Orang Terkaya Indonesia Berbagi Kekayaan dengan Warga, Tak Ingin Kekayaan Sendirian

by -19 Views

Jakarta, CNBC Indonesia – Tidak ada gunanya memiliki banyak harta, jika masyarakat di sekitarnya masih terjerat dalam kemiskinan dan kesengsaraan. Atas dasar ini, salah satu tuan tanah dan orang terkaya Indonesia pada abad ke-20, yaitu Karel Albert Rudolf Bosscha, memilih untuk mengalokasikan uang pribadinya untuk kepentingan masyarakat.

Bagaimana kisahnya?

Sebagai informasi, Bosscha adalah pemilik perkebunan teh di wilayah Priangan, Garut, dan Sukabumi. Sejarawan Rudolf Mrazek dalam Engineers of Happy Land (2006) menyebutkan, pada abad ke-20, dia dijuluki sebagai raja teh dan salah satu orang terkaya di Indonesia (saat itu Hindia Belanda) karena kesuksesan industri tehnya.

Diketahui bahwa seluruh teh dari perusahaan Bosscha berhasil terjual dengan harga tinggi dan menembus pasar Eropa dan China. Akibatnya, dia mendapatkan keuntungan yang besar. Meskipun begitu, kekayaannya tidak membuat Bosscha terbuai. Dia menggunakan kekayaannya sebagai katalisator untuk mengentaskan kemiskinan.

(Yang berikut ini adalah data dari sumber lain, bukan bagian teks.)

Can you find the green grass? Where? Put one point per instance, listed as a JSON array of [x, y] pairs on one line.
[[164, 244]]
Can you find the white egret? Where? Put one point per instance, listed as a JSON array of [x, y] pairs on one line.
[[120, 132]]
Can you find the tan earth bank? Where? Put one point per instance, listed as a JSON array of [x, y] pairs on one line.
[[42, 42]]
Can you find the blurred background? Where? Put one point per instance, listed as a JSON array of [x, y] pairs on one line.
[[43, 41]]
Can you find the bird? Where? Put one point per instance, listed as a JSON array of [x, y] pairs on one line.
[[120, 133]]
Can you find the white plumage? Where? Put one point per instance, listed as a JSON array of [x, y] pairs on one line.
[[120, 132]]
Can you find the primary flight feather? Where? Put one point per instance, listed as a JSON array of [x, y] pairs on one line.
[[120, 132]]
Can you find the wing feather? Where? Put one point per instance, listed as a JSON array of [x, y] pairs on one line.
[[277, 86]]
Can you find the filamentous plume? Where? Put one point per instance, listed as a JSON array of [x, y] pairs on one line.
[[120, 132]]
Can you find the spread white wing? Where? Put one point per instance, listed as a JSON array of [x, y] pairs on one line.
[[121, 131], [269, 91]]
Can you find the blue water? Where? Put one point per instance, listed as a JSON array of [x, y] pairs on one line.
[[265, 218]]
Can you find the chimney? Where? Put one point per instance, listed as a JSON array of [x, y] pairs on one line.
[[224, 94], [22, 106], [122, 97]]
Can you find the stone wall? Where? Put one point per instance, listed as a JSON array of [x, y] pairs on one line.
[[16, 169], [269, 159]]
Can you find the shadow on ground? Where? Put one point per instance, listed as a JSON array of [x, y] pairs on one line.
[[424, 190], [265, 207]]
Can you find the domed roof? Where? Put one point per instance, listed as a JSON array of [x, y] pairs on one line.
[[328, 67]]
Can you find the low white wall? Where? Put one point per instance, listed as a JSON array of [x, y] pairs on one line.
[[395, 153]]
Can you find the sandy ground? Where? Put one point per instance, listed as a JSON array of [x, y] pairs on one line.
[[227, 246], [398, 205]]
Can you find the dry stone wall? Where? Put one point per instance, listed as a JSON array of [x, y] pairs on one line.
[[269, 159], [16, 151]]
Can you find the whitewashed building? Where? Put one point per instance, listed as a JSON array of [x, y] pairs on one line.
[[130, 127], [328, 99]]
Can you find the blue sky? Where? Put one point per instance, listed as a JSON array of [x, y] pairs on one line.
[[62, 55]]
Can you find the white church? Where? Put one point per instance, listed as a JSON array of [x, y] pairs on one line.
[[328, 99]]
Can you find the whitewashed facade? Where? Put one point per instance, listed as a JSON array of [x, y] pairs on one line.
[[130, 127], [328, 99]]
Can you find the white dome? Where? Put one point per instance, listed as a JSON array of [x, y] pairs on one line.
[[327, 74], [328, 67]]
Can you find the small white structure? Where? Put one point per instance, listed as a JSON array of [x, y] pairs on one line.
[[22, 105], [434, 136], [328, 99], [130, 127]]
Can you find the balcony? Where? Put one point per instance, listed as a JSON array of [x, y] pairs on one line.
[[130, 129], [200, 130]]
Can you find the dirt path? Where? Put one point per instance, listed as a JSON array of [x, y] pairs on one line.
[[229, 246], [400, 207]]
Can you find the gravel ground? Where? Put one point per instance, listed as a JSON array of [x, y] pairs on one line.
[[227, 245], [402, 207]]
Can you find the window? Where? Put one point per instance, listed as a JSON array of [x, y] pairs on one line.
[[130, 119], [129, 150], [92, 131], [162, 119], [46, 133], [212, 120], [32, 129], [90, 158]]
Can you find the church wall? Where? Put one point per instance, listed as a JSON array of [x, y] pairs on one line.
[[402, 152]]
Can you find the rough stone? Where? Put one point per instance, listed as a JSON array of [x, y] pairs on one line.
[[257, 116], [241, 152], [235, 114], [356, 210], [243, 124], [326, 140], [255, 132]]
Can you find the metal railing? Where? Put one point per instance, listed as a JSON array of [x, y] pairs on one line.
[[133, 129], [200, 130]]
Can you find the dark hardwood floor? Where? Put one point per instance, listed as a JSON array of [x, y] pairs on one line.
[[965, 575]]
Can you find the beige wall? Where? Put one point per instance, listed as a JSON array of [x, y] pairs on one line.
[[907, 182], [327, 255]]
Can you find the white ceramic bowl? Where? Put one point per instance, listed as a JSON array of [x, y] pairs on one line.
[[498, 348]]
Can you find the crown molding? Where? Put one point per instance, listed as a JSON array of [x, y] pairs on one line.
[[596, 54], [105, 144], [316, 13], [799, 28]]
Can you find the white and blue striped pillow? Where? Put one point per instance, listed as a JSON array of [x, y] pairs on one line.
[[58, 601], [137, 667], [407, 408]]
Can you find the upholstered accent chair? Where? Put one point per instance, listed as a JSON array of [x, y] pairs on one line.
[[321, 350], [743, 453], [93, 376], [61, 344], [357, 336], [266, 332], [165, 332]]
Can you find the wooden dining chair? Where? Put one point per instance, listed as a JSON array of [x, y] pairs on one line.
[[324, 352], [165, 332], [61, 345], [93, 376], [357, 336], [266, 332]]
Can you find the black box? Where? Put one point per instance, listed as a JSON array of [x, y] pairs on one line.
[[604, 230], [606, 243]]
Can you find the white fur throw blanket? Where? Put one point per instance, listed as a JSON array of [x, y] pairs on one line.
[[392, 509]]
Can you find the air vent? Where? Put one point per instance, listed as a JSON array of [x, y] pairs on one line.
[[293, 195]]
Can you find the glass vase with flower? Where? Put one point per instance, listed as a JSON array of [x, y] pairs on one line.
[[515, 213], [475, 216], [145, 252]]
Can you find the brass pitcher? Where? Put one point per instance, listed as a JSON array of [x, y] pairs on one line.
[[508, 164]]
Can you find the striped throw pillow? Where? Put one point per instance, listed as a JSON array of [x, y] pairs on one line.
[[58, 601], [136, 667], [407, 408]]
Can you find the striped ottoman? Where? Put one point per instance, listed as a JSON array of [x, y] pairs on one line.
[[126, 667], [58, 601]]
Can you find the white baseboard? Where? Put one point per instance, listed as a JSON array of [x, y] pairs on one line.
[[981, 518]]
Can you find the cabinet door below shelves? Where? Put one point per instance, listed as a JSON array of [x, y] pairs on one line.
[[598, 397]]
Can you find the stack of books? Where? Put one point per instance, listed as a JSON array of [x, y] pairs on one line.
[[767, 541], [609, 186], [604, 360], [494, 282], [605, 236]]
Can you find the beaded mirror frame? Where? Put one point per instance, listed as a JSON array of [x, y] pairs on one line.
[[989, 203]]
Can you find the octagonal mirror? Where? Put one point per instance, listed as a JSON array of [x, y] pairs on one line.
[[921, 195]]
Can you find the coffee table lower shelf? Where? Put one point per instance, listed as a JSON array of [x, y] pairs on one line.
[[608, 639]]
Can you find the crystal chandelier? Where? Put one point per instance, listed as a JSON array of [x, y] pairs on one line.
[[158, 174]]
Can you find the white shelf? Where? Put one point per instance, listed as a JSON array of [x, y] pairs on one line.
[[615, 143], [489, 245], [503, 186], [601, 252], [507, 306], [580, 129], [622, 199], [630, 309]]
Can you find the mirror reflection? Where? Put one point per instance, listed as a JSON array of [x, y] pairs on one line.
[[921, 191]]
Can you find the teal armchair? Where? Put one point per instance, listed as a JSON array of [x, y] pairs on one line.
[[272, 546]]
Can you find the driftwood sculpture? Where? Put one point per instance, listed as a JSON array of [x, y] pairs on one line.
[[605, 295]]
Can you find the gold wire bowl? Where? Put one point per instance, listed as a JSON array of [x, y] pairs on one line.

Pria yang lahir pada tahun 1865 itu tercatat dalam sejarah sebagai sosok yang sangat humanis. Jika kita membayangkan orang Belanda yang kejam dan suka menindas penduduk pribumi, maka hal itu tidak berlaku untuk Bosscha. Dia menjadi sosok langka karena sangat peduli terhadap penduduk pribumi.

Sikap baik hati Bosscha muncul karena dia merasa bahwa pembangunan yang dilakukan pemerintah kolonial Belanda kurang dirasakan oleh penduduk. Pada saat itu, di awal abad ke-20, pemerintah memberlakukan Politik Etis atau politik balas budi untuk meningkatkan kesejahteraan penduduk pribumi.

Politik Etis tersebut berfokus pada tiga sektor, yaitu pendidikan, transmigrasi, dan irigasi. Namun, semuanya tidak berjalan dengan baik. Oleh karena itu, Bosscha dengan sukarela mengalokasikan uangnya untuk peningkatan kesejahteraan masyarakat.

Keputusan untuk membagikan harta tersebut berjalan lancar karena dia hidup seorang diri. Bosscha tidak pernah menikah dan tidak memiliki anak sepanjang hidupnya. Sehingga tidak ada hambatan yang signifikan.

Her Suganda dalam Kisah Para Preanger Planters (2014) menjelaskan bahwa Bosscha pertama-tama aktif mendirikan sekolah. Dia membangun Sekolah Dasar Vervoolgschool untuk anak petani di perkebunan. Selain itu, dia juga membantu pembangunan universitas di Bandung, yaitu kampus Technische Hoogeschool te Bandoeng yang kini menjadi ITB.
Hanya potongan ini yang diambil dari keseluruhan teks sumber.